As expected, this was quite hoppy and bitter, but not overpowering. There’s a light fruit flavor and mild body, and it smells more flowery than fruity. Great orange / amber cloudiness, with essentially nonexistent effervescence. I’m no hop-head, but this is another good Michigan brew.
Round Barn Brewery – Kolsch
I’ve had some beers from wineries, and they can be amazing. Round Barn Winery in Baroda, Michigan is another winery that makes some good beers. (There’s a tasting house in Union Pier, apparently… perhaps I’ll be visiting.) How is their Kolsch?
For a Kolsch beer, this is quite malty, giving me a somewhat surprising flavor profile. Tasty, but a little surprising. Lots of Kolsch-style beers are lighter and crisper, but I enjoyed Red Barn’s. Dark for a Kolsch, with a minimal effervescence. It had many of the typical German ale aromas and flavors. Instead of something unique and poignant, it is just a good German-style ale. Not quite what I was looking for, but a tasty treat nonetheless.
Future Local Beer Plans:
So, having barely scratched the surface of Michigan beers, I have more work to do. I see a Bell’s Brewery tour and tasting in my future. I’m going to check in on this Round Barn tasting room in Union Pier. Shore Line Brewery is on the way back home, as is the Journeyman Distillery. Basically I have a lot of sights to see while I’m up here.

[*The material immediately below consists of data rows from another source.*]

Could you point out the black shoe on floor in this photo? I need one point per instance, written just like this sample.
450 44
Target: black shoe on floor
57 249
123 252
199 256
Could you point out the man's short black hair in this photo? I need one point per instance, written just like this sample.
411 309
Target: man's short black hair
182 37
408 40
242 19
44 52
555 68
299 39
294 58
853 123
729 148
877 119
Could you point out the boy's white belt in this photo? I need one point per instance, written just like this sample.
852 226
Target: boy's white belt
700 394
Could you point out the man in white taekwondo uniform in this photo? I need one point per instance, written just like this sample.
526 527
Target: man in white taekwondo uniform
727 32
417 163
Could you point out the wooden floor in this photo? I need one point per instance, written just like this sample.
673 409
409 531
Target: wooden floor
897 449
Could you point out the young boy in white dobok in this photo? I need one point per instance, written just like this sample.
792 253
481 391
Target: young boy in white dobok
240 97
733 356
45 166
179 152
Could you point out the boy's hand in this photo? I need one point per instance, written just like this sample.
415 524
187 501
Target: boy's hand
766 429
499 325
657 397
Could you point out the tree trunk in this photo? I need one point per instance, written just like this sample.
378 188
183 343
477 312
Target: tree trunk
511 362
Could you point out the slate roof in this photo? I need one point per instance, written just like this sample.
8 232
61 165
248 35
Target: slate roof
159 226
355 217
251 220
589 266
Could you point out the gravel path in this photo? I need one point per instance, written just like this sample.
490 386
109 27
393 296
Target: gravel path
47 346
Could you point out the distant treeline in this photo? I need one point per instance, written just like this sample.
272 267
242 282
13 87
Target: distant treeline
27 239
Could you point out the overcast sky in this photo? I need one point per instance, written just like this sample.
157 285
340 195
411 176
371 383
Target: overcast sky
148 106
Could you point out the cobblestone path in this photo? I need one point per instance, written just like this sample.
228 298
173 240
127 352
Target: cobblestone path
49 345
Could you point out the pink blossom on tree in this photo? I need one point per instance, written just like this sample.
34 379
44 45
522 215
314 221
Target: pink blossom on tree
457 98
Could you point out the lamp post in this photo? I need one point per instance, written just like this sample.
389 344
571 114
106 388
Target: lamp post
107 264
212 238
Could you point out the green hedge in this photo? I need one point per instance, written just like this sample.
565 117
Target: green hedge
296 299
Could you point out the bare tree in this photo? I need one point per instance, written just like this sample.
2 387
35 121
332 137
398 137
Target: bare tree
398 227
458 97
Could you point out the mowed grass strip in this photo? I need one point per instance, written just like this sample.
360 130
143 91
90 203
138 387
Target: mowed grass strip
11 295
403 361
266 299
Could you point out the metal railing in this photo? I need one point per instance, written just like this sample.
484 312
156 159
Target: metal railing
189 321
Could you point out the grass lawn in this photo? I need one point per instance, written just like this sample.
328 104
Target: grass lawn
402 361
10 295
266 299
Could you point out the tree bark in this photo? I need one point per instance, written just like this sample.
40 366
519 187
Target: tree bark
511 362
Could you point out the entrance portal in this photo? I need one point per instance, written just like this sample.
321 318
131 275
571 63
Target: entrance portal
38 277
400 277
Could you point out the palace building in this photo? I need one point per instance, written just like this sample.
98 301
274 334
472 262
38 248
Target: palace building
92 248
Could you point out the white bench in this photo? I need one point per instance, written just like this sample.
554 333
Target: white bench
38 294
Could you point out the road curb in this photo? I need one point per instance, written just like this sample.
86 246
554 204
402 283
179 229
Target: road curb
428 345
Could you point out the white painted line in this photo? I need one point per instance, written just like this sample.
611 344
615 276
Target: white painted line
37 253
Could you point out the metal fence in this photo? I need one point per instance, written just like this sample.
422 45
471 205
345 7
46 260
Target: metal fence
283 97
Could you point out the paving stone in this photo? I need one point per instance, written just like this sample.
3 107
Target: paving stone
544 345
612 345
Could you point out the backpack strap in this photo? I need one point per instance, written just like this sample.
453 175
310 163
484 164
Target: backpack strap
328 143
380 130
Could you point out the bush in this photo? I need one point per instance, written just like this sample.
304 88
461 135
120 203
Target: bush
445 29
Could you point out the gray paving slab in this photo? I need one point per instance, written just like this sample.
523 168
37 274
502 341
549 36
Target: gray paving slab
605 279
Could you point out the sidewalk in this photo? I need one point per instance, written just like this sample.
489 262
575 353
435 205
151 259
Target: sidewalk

Yet another strange brew from the Friar Tuck’s new beer section: Wells Banana Bread Beer
I love banana bread. Seeing three to four severely brown, overripe bananas on the kitchen counter doesn’t just mean fruit flies – it means it’s time to make banana bread (I prefer the Better Homes and Gardens cookbook recipe from scratch). I also love beer, so how could I not buy a banana bread beer?
You probably didn’t need me to tell you this to know it, but this is one of the oddest beers I’ve ever tasted. Wells & Young’s Brewing Co. understatedly calls it a “unique brew”. Really? Tell me more.
The aroma is a 100% banana smell, but not banana bread or even a ripe banana. I was baffled by this beer but my wife nailed it – it tastes like banana flavored Runts. Banana candy. Whatever they put in banana Runts or Laffy Taffy, that’s the smell and taste of this beer. So strange.
Pouring the beer, more banana candy aroma. The taste is minimally malty, but enough that you get some of the “bread” flavors you might expect. But still the candy banana flavor dominates.
If you made beer bread with banana bread beer and added bananas… what would happen? Banana bread beer banana bread…
I don’t dislike this beer, and it’s certainly interesting. Would I ever buy it again? Meh… debatable. I mean, I love banana candy. I always went for the candy no one else liked because it meant more candy for me. Grape Jolly Ranchers, uber-cheapo peanut butter chews, candy-coated black licorice, banana taffy… I’m cool with all that stuff. My palate is very accepting, but I’m not sure this is the ideal early summer beer. Maybe if it’s cold and I’m by a firepit in my yard and something fruity/malty is in order, then perhaps this is a repeat buy.
If you want to try something new and you like bananas (the sweet candy-ish bananas), then you should probably: Drink This Beer
(Otherwise… probably not something that’s worth the money.)